Wilson is editor-in-chief of Anti-Oedipus Press, reviews editor of Extrapolation and managing editor of Guide Dog Books. He is also emeritus editor-in-chief of The Dream People, a journal focused on bizarro fiction where he previously served as editor-in-chief.

==Academic Work==
Wilson is Professor of English at the Lake Campus of Wright State University, where he has been teaching since 2006 after receiving his Ph.D. in English from Michigan State University.

Wilson is the author of Modern Masters of Science Fiction: J.G. Ballard from University of Illinois Press. His other academic books include Cultographies: They Live from Columbia University Press, which the San Francisco Book Review called a "scholarly examination of a cult classic still debated today," and Technologized Desire: Selfhood & the Body in Postcapitalist Science Fiction. He has also written a number of scholarly articles on genre fiction along with entries for books such as The Greenwood Encyclopedia of Science Fiction and Fantasy.

==Bibliography==
===Auto/Biographies===
- Hitler: The Terminal Biography (2014)
- Freud: The Penultimate Biography (2014)
- Douglass: The Lost Autobiography (2014)
- Nietzsche: The Unmanned Autohagiography (2023)

===Plays===
- Three Plays (2016)
- Jackanape and the Fingermen (2021)

===Stand-Alone Novels===
- Blankety Blank: A Memoir of Vulgaria (2008)
- Peckinpah: An Ultraviolent Romance (1st ed. 2009; 2nd ed. 2013)
- Primordial: An Abstraction (2014)
- Outré (2020)

===The Scikungfi Trilogy===
- Dr. Identity, or, Farewell to Plaquedemia: Book 1 (2007) — Winner of the Wonderland Book Award
- Codename Prague: Book 2 (2011)
- The Kyoto Man: Book 3 (2013)

===Fiction Collections===
- The Kafka Effekt (2001)
- Stranger on the Loose (2003)
- Pseudo-City (2005)
- They Had Goat Heads (2010)
- Diegeses (2013)
- Battle without Honor or Humanity: Vol. 1 (2015)
- Battle without Honor or Humanity: Vol. 2 (2016)
- Battles without Honor or Humanity (2017)
- Natural Complexions (2018)

===Fiction Theory===
- The Psychotic Dr. Schreber (2019)
- Usurper: Essays on the Death of Reality (2026)

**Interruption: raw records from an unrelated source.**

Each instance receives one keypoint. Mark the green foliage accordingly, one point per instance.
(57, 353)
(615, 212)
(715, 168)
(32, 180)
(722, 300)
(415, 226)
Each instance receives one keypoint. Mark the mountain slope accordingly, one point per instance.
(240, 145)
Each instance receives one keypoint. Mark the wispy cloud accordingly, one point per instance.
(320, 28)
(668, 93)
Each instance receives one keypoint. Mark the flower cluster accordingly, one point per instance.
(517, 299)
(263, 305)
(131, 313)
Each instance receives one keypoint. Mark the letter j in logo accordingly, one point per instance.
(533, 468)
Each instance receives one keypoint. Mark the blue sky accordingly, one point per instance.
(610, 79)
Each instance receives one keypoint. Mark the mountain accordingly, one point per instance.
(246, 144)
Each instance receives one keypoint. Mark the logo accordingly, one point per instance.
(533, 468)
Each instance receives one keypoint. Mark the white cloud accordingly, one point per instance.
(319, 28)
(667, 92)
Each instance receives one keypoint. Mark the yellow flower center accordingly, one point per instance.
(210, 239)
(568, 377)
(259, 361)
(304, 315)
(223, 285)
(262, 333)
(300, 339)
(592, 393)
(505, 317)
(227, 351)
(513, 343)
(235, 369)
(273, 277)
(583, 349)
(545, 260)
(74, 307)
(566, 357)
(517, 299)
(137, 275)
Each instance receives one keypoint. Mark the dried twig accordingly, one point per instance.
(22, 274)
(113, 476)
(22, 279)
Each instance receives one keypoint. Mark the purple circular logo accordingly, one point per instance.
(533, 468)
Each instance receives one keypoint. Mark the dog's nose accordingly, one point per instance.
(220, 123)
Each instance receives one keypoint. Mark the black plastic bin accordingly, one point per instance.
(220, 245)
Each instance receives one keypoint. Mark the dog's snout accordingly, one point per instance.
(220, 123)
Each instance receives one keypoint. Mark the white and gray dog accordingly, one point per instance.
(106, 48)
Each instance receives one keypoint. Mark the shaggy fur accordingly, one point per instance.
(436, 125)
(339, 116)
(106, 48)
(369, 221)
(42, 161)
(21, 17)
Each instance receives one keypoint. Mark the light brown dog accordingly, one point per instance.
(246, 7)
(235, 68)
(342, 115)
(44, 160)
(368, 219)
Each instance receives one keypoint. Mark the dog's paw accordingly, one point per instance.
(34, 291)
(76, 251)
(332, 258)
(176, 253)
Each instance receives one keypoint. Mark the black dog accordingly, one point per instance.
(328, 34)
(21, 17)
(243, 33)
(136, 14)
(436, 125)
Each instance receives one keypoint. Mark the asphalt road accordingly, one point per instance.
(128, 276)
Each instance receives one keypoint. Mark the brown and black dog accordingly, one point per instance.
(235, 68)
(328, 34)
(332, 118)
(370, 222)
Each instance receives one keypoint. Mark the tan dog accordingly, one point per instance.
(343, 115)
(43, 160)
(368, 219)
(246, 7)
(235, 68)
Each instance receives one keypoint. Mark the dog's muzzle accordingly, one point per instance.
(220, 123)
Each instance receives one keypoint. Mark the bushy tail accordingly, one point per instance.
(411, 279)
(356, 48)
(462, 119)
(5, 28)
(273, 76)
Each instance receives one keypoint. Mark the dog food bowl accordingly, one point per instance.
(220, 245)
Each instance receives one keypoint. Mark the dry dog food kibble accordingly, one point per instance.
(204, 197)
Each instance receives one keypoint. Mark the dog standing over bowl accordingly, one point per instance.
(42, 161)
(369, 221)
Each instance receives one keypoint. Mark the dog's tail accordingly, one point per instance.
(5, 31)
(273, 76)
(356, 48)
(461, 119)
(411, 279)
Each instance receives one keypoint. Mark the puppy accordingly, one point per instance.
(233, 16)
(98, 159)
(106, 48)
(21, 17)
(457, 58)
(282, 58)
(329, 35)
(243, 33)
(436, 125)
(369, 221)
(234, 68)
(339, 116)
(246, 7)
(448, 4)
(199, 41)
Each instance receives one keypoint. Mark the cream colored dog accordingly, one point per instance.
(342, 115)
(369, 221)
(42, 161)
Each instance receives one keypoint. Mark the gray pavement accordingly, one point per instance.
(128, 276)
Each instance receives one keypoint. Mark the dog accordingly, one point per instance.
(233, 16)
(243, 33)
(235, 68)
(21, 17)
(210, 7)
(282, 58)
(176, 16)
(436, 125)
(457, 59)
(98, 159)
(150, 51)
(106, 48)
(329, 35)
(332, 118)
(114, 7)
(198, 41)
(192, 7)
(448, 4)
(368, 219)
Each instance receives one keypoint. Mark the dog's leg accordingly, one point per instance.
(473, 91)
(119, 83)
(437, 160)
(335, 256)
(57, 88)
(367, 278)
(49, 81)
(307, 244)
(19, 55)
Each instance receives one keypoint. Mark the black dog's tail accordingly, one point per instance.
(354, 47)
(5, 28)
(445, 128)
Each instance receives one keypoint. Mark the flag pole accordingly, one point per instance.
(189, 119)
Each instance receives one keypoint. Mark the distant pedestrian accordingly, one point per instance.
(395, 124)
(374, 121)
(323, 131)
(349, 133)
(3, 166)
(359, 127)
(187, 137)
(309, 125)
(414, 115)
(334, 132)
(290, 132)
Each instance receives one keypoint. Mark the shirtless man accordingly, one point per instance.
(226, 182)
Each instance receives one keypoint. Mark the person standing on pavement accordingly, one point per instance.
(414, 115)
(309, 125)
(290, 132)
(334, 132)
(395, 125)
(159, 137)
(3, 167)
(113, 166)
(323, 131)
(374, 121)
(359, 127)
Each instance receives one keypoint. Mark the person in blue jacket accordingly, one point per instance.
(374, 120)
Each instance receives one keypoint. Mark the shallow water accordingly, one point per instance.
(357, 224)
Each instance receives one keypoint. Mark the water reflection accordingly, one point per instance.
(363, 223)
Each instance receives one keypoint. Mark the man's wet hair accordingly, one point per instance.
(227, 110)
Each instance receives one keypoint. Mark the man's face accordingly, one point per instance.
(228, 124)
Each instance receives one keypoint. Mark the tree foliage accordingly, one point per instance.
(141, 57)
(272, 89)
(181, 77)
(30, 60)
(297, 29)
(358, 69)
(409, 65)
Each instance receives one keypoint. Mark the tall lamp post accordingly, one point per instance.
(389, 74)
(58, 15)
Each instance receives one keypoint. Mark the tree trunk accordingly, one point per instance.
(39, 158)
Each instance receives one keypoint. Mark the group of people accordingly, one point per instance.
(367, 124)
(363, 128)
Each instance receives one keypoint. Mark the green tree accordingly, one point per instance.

===Literary & Film Criticism===
- Technologized Desire: Selfhood & the Body in Postcapitalist Science Fiction (2009)
- Cultographies: They Live (Columbia University Press, 2015)
- Modern Masters of Science Fiction: J.G. Ballard (University of Illinois Press, 2017)* Constellations: Minority Report (Liverpool University Press, 2022)
- The Stars My Destination: A Critical Companion (Palgrave Macmillan, 2022)
- Strangelove Country: Science Fiction, Filmosophy, and the Kubrickian Consciousness (2025)
- The Auto/Biographies of Philip K. Dick: Infinite Regressions (2026)

==Films==
- The Cocktail Party (2006): Co-written with director Brandon Duncan, this short, animated, rotoscoped film is a highly abstracted and philosophical (post)postmodern meditation on the narcissistic themes of consumerism, redundant self-analysis and rampant hypocrisy. The film won over ten awards, among them Best Animation at ACE Film Festival.

==Trivia==
- Wilson is a direct descendant of James Fenimore Cooper and brother-in-law of D I Smith of the band Pilots of Japan.